タンポポ3
魔女の打ち上げ、その前にミュシアが単独で発進している。彼女自身が目印となるためだ。
その下方を、青い揺らめきは断続的に突き抜け、空のかなたへ飛ぶ。体をエーテル化させて物理法則から逃れた魔女たちだ。
これは一瞬で百キロほど進む。ミュシアは風をすり抜けてそれを追った。
高度は約八千、これ以上は上げない。上は向かい風が支配している。彼女はしばらく飛び、体を実体化させて減速した魔女たちに追いついた。
人数は百ほど。この決死の作戦に、引退した老婆なども参戦している。
後方へ流れては現われる雲の下には、オライオン丘陵後方にある砦郡が見えている。このまま慣性にまかせておけば帝国が破棄した防衛線に達する。
そして前方に広がる濃紺の空には、うっすらと光の川が流れていた。
ミュシアが長く伸びた魔女の陣形の最後尾から上がっていくと、現代の魔女では頭抜けているルクレが下がってきた。ミュシアはそのまま追いつき横に並ぶ。
「慎重にやりなよ。あんただけが戦力だ」
ミュシアは平素のように話した。
「ああ、あんたと品を目標まで届けるのが目的だからね」
ルクレは通常装備の攻撃用箒の代わりに、大きな鳥の羽を大量に箒の後方につけていた。ミュシアが用意したもので、魔力を通した瞬間に術者が認識した目標へ発射される。
イジャの目前で魔法を使うのは難しい。
平素はなんの効果も発揮しない使い捨て型の兵器がイジャに適しているとの判断。
「南にいたのが見えないけど」
ルクレが疑問を呈した。北側のピザは右方に小さく見えている。位置は半島から本土に入ってやや北だ。外洋を警戒した配置に思える。
「高度を下げてギフ山地の影にいる。もっと後退するかもね」
「半島のつけ根の南側か。やはりあの間を?」
「そうだねえ……」
「そこそこ間は空いてるけど、西の標的と南北から小皿が出撃してきたら三方からズタズタにされちまうよ」
「そこは、えいやと抜ける」
「力頼みはいつもの事さね。ただ敵のほうが速いってのが気に入らない」
「到着までに状況の変化はあると心得な」
二人が先頭になって編隊を引いていく。ふだんより広がった陣形だ。お互いをフォローしない代わりに、一気にはやられない。
左に見えるギフ山地の上では、かすかな赤い光が瞬いていた。小皿の小部隊がいて、綿毛に反応している。すでに綿毛はあらゆる高度に散在していた。こちらへの攻撃を散らす程度の効果は期待できそうだ。
ミュシアが後ろをふり返った。
「余計な魔法を使ってないだろうね。ゆっくり輝きの中を行くよ」
雲と同様に、小さな光源とすれ違う。この輝きが強いほど風の精霊の力が強く、イジャのレーダーの仕様によっては紛れられ、風を利用した探査・飛行能力が高まる。
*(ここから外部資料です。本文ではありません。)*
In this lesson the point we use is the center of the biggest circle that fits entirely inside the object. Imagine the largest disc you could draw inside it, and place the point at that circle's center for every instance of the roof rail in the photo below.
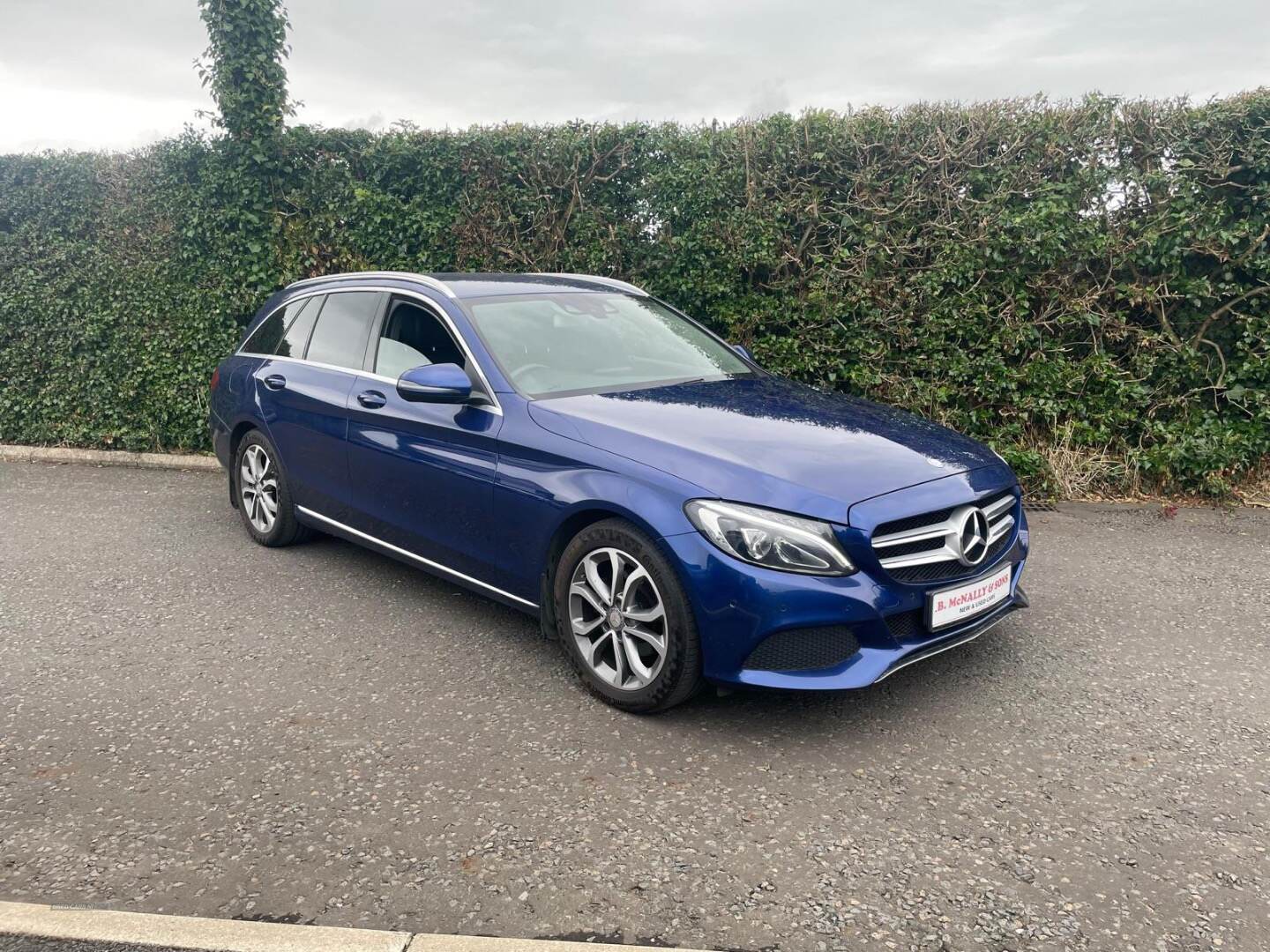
(597, 279)
(403, 276)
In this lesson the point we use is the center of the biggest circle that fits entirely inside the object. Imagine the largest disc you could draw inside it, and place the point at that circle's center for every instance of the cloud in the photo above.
(112, 75)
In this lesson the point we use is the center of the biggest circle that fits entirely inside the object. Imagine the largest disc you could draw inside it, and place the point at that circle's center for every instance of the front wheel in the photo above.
(625, 621)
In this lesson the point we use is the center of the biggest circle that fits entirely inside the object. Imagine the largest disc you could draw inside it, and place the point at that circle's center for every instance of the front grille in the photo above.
(927, 547)
(804, 649)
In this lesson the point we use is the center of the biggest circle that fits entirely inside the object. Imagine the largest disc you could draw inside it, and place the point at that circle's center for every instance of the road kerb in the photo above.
(107, 457)
(432, 942)
(183, 932)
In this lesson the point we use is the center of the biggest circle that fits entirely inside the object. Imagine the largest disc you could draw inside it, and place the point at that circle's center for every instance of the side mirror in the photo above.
(436, 383)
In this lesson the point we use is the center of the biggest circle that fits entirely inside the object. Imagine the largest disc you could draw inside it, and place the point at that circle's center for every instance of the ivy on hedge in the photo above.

やがて安全域を超え、下方に帝国の防衛線が出現した。その左寄りには軍勢の気配があり、頻繁に赤の瞬きが起こっている。
「なるほどね」
防衛線のはるか後方でも赤い光がちらほら発生している。これは地表に近い綿毛が狙われている。
頭上を流れる光の中では、赤いものは確認できない。
「全員、赤い光を探せ。低空で輝きがあって赤がないルートを行く」
ここから高度を下げ、さらに飛んでいくと、急に空気が冷え重くなった。
西北西に飛ぶにつれ、左方のギフ山地の陰から、滝のような景色が少しずつ出てきた。空間の一部だけが激烈な雨で暗くなり、そこから湿った風が来ている。水のカーテンの奥では、ぼやっとした赤い光が頻繁に点滅し、電撃も走っていた。
たまにはっきりと見える赤い光線が一段と目を引く。これは海を撃つ主砲。
陸も空もあの近辺のイジャはすべてあそこに集結し、意識は海側だ。進路を妨害可能な位置にいるが、十五キロも距離をとれば安全と推定される。
そのルートへ進入角度を模索しながら進むと、津波で広がった交戦域全体が確認できた。
多くの魔女は、増えていく赤の輝きではなく、遠くからでも形がわかるほど巨大な海の魔物に恐怖していた。
この時も西北西の進路で、半分ほどが雨に隠れた南のピザが左寄り前に見え、北のピザは正面に位置していた。
この位置まで進出すると位置関係が視覚的にわかる。最奥の大皿を目指すルートは、かつてのように海を抜ける南、このまままっすぐの中央、帝国北部を通る北があった。どれを行っても同じぐらいの距離にピザがいて、いずれかのピザから二十キロぐらいの地点を通過する。
これは空戦では至近距離で、ミュシアなら三十秒。小皿もそれに近い速度。
それでも、ミュシアの接近を認識してから船より出撃してくる小皿は置き去りにできる。問題は事前に小皿の大軍を進入路に並べられた場合だ。
今のところ、このような特別な防御態勢は一度も発動していない。彼らの対処は、戦闘の激化にしたがい大量の部隊を派遣するだけだ。
ただしそれを回避しても、大皿の直掩をしている小皿が常時いる。これは数百はいると推定されるが、大皿が巨大なため一か所の密度は低い。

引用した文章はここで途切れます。